Au contact prolongé avec l'eau potable, surtout si elle est acide, pauvre en sels ou oxygénée, le plomb est libéré par cession superficielle. En parallèle, sur certains alliages, le zinc migre de manière sélective, donnant lieu à la dézincification. Ce sont deux phénomènes distincts, tous deux documentés par la réglementation européenne depuis plus de vingt ans.
La Directive (UE) 2020/2184 sur la qualité des eaux destinées à la consommation humaine fixe la limite du plomb à 10 µg/L aujourd'hui. À partir de 2036, elle descendra à 5 µg/L. Pour les fabricants de raccorderie, il devient donc essentiel de documenter la barrière fonctionnelle entre l'alliage et l'eau, lot par lot.

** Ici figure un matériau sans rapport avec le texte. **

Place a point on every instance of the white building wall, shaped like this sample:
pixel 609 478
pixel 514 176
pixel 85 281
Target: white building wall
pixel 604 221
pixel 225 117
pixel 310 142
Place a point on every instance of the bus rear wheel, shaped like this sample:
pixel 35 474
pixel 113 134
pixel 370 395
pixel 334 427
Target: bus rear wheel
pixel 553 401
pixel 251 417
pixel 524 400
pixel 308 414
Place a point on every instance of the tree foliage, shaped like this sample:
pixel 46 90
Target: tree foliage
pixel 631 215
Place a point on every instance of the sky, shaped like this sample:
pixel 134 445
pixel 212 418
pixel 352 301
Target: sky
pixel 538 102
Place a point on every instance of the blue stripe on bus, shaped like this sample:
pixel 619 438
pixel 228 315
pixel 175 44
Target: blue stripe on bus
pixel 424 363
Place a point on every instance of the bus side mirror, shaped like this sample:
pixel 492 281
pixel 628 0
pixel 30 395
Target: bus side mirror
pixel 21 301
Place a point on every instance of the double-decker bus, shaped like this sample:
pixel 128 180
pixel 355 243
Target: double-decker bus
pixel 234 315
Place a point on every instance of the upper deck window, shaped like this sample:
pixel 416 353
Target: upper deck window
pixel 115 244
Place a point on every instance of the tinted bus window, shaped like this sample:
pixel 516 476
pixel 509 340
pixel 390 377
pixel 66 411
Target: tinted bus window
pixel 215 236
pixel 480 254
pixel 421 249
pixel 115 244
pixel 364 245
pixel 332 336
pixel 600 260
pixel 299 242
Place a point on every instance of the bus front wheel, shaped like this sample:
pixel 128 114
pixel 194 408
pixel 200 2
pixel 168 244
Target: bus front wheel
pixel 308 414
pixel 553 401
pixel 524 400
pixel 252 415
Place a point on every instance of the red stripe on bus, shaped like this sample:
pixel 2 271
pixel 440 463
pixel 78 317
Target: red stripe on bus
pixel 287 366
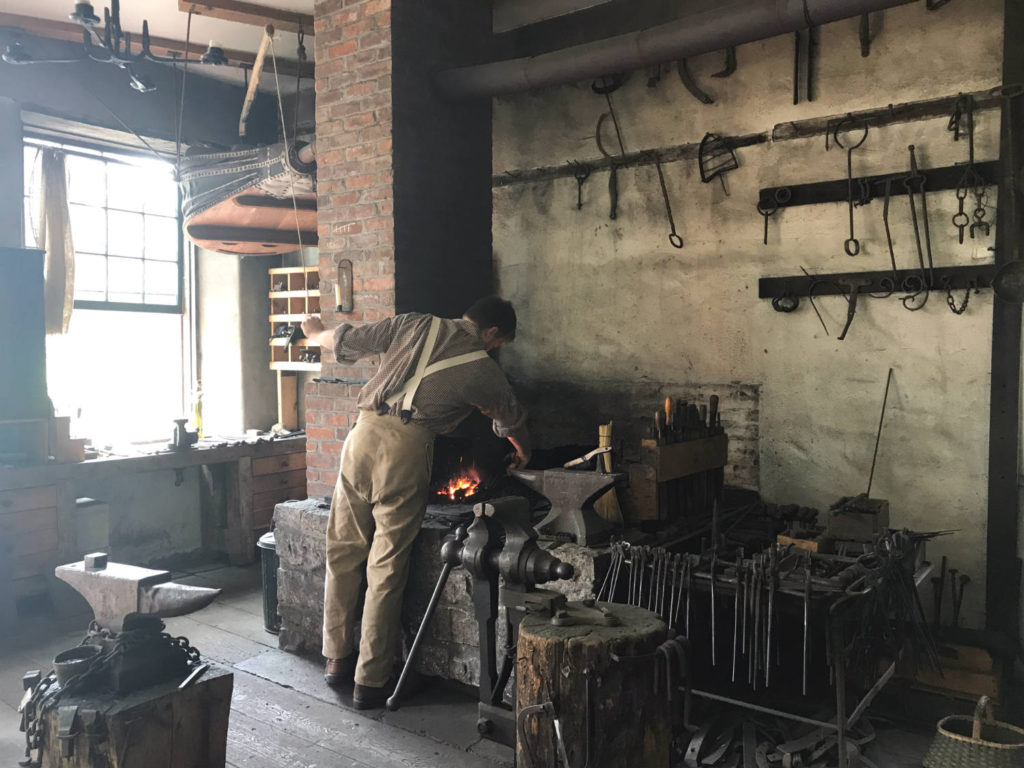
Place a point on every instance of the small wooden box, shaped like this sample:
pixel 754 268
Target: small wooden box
pixel 652 494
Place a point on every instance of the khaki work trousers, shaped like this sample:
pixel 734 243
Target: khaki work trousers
pixel 376 513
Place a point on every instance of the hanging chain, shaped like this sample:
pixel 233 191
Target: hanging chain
pixel 48 692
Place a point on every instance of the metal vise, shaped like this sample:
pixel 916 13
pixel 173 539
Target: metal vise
pixel 571 494
pixel 502 543
pixel 116 591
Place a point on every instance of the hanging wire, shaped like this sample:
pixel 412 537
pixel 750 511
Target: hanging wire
pixel 301 55
pixel 124 125
pixel 284 136
pixel 181 100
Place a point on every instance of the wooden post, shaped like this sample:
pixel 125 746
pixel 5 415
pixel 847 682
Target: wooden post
pixel 629 722
pixel 288 400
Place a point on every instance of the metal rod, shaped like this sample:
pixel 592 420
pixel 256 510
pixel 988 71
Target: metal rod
pixel 394 699
pixel 878 436
pixel 764 710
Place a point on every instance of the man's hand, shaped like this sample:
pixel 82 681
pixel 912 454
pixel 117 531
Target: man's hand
pixel 520 458
pixel 314 331
pixel 311 325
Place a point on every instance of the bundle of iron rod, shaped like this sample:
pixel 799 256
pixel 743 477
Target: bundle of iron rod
pixel 670 584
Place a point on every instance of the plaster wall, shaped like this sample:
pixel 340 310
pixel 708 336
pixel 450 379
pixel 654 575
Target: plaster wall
pixel 239 388
pixel 152 519
pixel 611 304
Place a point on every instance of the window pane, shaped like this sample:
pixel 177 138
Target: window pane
pixel 125 233
pixel 126 185
pixel 90 276
pixel 86 180
pixel 161 279
pixel 124 276
pixel 30 235
pixel 88 228
pixel 161 195
pixel 101 400
pixel 161 239
pixel 31 178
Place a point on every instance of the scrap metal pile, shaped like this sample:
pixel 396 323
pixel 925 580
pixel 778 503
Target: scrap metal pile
pixel 778 627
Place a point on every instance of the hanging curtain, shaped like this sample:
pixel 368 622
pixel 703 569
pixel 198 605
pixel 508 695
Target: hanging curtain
pixel 53 236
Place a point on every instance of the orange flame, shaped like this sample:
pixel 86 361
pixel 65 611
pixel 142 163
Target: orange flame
pixel 460 487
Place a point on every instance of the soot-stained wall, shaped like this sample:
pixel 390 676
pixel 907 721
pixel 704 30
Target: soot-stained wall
pixel 610 308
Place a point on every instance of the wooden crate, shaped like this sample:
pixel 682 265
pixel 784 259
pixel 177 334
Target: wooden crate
pixel 156 727
pixel 655 479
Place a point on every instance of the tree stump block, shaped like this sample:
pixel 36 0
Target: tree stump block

L'étamage électrolytique résout le problème physiquement. L'étain pur, atoxique et utilisé depuis toujours pour le revêtement intérieur des boîtes de conserve alimentaires, est déposé sur la surface du raccord pour former une barrière continue. Le contact direct entre l'eau et le laiton est réduit grâce à une barrière métallique continue.